AAC introduces an admissible-by-architecture differentiable landmark compression module for A* shortest-path heuristics, improving performance.

Key contributions

  • Introduces AAC, a differentiable landmark-selection module for ALT shortest-path heuristics.
  • Guarantees admissibility by construction through a row-stochastic mixture of triangle-inequality bounds.
  • Achieves near-optimal coverage, performing within 0.9-3.9% of the theoretical ceiling.
  • Outperforms FPS-ALT by 1.2-1.5x in speed on road networks at matched memory.

Why it matters

AAC is the first differentiable landmark compression for classical heuristic search that guarantees admissibility. It integrates neural encoders with traditional shortest-path tools, offering faster and more accurate pathfinding and bridging deep learning with established search algorithms.

Original Abstract

We introduce \textbf{AAC} (Architecturally Admissible Compressor), a differentiable landmark-selection module for ALT (A*, Landmarks, and Triangle inequality) shortest-path heuristics whose outputs are admissible by construction: each forward pass is a row-stochastic mixture of triangle-inequality lower bounds, so the heuristic is admissible for \emph{every} parameter setting without requiring convergence, calibration, or projection. At deployment, the module reduces to classical ALT on a learned subset, composing end-to-end with neural encoders while preserving the classical toolchain. The construction is the first differentiable instance of the compress-while-preserving-admissibility tradition in classical heuristic search. Under a matched per-vertex memory protocol, we establish that ALT with farthest-point-sampling landmarks (FPS-ALT) has provably near-optimal coverage on metric graphs, leaving at most a few percentage points of headroom for \emph{any} selector.
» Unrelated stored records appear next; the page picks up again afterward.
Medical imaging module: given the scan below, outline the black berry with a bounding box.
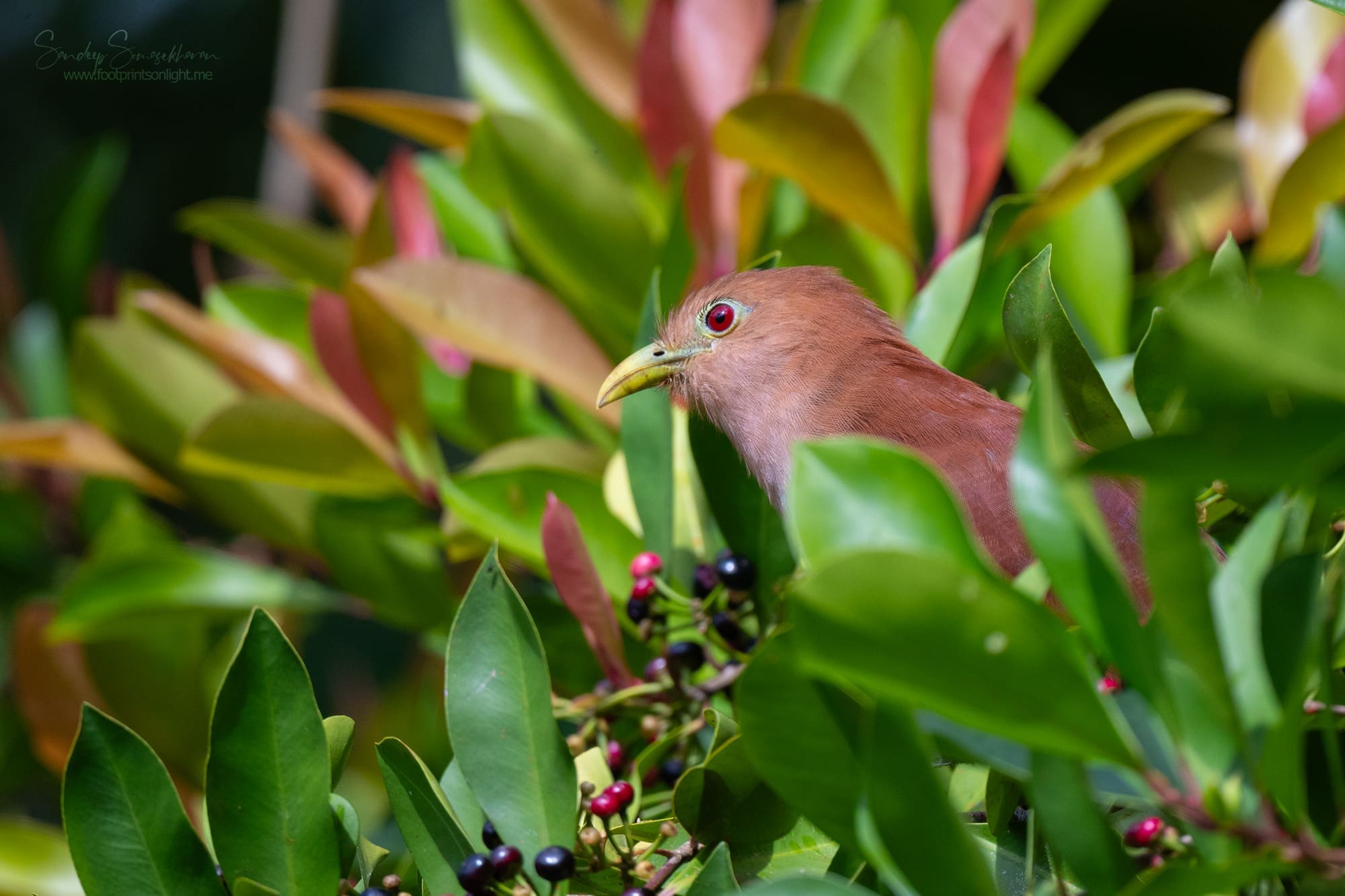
[691,564,720,598]
[659,759,686,787]
[491,846,523,880]
[714,555,756,591]
[625,598,650,626]
[533,846,574,884]
[457,853,495,896]
[668,641,705,671]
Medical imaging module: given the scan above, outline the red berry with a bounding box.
[1126,815,1165,846]
[631,551,663,579]
[589,790,621,818]
[603,780,635,809]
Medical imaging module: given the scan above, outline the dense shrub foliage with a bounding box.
[0,0,1345,896]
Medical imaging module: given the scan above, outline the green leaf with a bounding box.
[1028,752,1134,896]
[785,437,989,575]
[1006,99,1134,355]
[323,716,355,787]
[377,737,475,892]
[714,89,917,257]
[1003,246,1131,448]
[686,844,741,896]
[61,704,219,896]
[855,704,997,896]
[50,545,335,641]
[794,551,1134,766]
[687,415,794,614]
[464,114,656,358]
[621,268,672,559]
[178,199,351,290]
[179,395,406,495]
[1009,348,1162,702]
[206,610,339,896]
[444,549,578,856]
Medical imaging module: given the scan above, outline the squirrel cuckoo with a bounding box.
[597,268,1149,615]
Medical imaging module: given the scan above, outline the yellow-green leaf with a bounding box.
[714,90,916,257]
[1011,90,1228,237]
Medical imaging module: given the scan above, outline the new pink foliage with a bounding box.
[639,0,772,282]
[542,493,635,688]
[1303,38,1345,138]
[929,0,1034,268]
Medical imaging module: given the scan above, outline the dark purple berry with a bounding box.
[659,759,686,787]
[457,853,495,896]
[714,555,756,591]
[533,846,574,884]
[667,641,705,671]
[491,845,523,880]
[691,564,720,598]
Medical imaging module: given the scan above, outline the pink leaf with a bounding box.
[1303,38,1345,138]
[639,0,772,282]
[929,0,1034,266]
[542,493,635,689]
[308,289,395,438]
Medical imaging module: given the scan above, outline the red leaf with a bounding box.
[929,0,1034,266]
[639,0,772,282]
[542,493,635,689]
[1303,38,1345,138]
[308,289,395,438]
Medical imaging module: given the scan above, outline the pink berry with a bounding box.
[589,790,621,818]
[631,551,663,579]
[603,780,635,809]
[1126,815,1165,846]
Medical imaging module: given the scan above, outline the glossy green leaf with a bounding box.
[794,551,1132,764]
[686,844,741,896]
[202,280,316,362]
[621,269,674,557]
[1009,354,1161,701]
[378,737,475,892]
[464,114,655,358]
[1014,90,1229,235]
[323,716,355,787]
[61,704,219,896]
[70,319,312,548]
[1028,752,1134,896]
[785,437,987,571]
[416,152,518,270]
[178,199,351,289]
[444,549,578,856]
[180,395,406,495]
[687,415,794,612]
[1003,246,1130,448]
[206,610,339,896]
[50,545,335,641]
[714,90,917,257]
[1006,99,1134,355]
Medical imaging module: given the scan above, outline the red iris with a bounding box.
[705,301,733,332]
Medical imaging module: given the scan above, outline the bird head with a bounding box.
[597,266,888,418]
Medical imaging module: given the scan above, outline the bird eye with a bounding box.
[705,301,734,332]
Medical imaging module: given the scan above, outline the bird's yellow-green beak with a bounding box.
[597,341,706,407]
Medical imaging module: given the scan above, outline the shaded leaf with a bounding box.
[206,610,339,896]
[542,493,635,689]
[313,87,480,149]
[378,737,473,892]
[444,549,578,856]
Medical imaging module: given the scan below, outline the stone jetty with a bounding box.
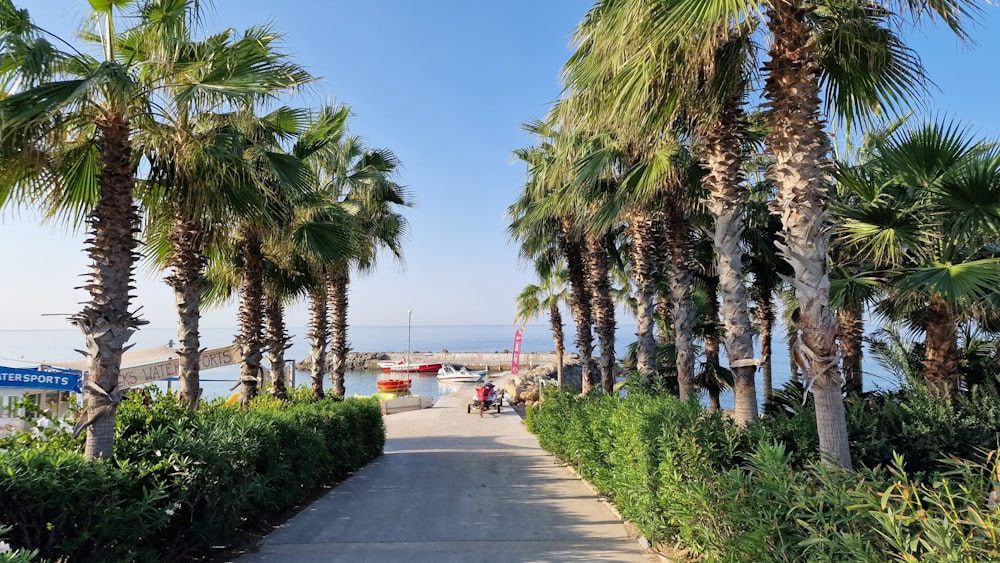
[295,350,576,371]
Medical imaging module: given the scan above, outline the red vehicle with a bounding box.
[466,382,503,416]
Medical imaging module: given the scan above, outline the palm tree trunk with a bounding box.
[701,275,722,412]
[549,299,566,387]
[561,220,595,394]
[656,294,674,346]
[923,297,961,400]
[764,0,851,469]
[665,210,695,401]
[307,283,330,399]
[71,115,146,459]
[757,291,776,404]
[702,96,757,426]
[164,210,209,410]
[264,292,291,400]
[587,231,618,394]
[327,268,351,397]
[628,213,656,384]
[837,301,865,393]
[237,226,264,407]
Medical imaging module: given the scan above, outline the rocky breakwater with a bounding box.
[503,361,581,407]
[295,352,389,372]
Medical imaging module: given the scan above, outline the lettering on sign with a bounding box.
[118,346,239,388]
AAC operates near this ceiling: the gap is $0.9$--$3.9$ percentage points on 9 road networks and ${\leq}1.3$ percentage points on synthetic graphs, with zero admissibility violations across $1{,}500+$ queries and all logged runs. At matched memory, AAC is also $1.2$--$1.5{\times}$ faster than FPS-ALT at the median query on DIMACS road networks, amortizing its offline cost within $170$--$1{,}924$ queries. A controlled ablation isolates the binding constraint: training-objective drift under default initialization, not architectural capacity; identity-on-first-$m$ initialization closes the expansion-count gap entirely. We release the module, a reusable matched-memory benchmarking protocol with paired two-one-sided-test (TOST) equivalence and pre-registration, and a reference compressed-differential-heuristics baseline.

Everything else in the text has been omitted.